Epilepsy has long been classified as a neurosis without known anatomical basis and although its precise origin has not yet been proven, recent investigation has contributed much information as to the factors which predispose to it. Some thirty years ago Meynert attributed epilepsy to the accumulation of a toxic substance of a proteid nature and the work of passing years tends to confirm this view. The convulsive element is very prominent in the pathogenesis of nearly all the auto-toxins described in Part II and the clinical pictures described often very closely resemble that of epilepsy.
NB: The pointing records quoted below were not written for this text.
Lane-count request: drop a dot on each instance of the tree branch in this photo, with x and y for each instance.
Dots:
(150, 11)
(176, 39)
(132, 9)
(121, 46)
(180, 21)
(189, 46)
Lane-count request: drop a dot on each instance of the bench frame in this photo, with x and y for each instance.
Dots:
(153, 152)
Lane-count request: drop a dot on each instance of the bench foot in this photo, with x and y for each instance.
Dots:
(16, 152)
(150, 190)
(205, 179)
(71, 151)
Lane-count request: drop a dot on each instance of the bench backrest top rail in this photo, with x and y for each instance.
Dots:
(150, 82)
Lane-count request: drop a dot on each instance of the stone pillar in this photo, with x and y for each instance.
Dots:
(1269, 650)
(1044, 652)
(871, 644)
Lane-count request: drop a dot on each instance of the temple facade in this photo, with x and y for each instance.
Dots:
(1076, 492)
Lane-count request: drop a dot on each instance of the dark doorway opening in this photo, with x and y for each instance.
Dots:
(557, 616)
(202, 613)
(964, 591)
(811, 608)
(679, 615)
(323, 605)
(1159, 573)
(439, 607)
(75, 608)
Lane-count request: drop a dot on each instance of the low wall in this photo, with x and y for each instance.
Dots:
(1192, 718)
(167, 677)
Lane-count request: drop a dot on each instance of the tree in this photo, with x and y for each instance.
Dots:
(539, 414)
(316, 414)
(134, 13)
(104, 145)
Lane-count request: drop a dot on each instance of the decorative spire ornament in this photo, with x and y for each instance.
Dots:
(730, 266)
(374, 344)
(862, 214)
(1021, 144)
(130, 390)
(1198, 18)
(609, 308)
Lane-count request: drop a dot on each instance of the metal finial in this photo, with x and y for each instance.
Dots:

The hyper-sensitiveness of hypoxanthin poisoning, in which slight stimuli caused muscular and nervous phenomena out of all proportion to the exciting cause, the fibrillary twitchings, rapid respirations, dilitation of the pupils, dyspnea, labored breathing and clonic convulsions with unconsciousness, of methyl guanidin; the dyspnea, salivation, mydriasis, irregular and labored respirations, unconsciousness and clonic convulsions of neurin: - all furnish a closer analogue to the convulsive phenomena of epilepsy than can be found in any other class of poisons. Intoxication of this kind must then be reckoned as at least one of the causes of epileptic and epileptoid convulsions.

This might account for an occasional epileptiform convulsion, the result of an auto-toxin developed from time to time in the digestive tract, but in order that the epilepsy continue in regularly repeated attacks it is necessary that there be a predisposing cause, set in operation by a toxic exciting cause, or else the intoxication cause a permanent structural change. Medical literature abounds in case histories which show that instability of the nervous system may be dependent upon reflex influences such as ovarian or uterine enlargements, adherent prepuce, and upon toxic materials circulating in the blood. It may be contended that the auto-toxins furnish both of these elements, the toxic exciting cause and, by causing cellular changes in the cerebral cortex, the predisposing condition.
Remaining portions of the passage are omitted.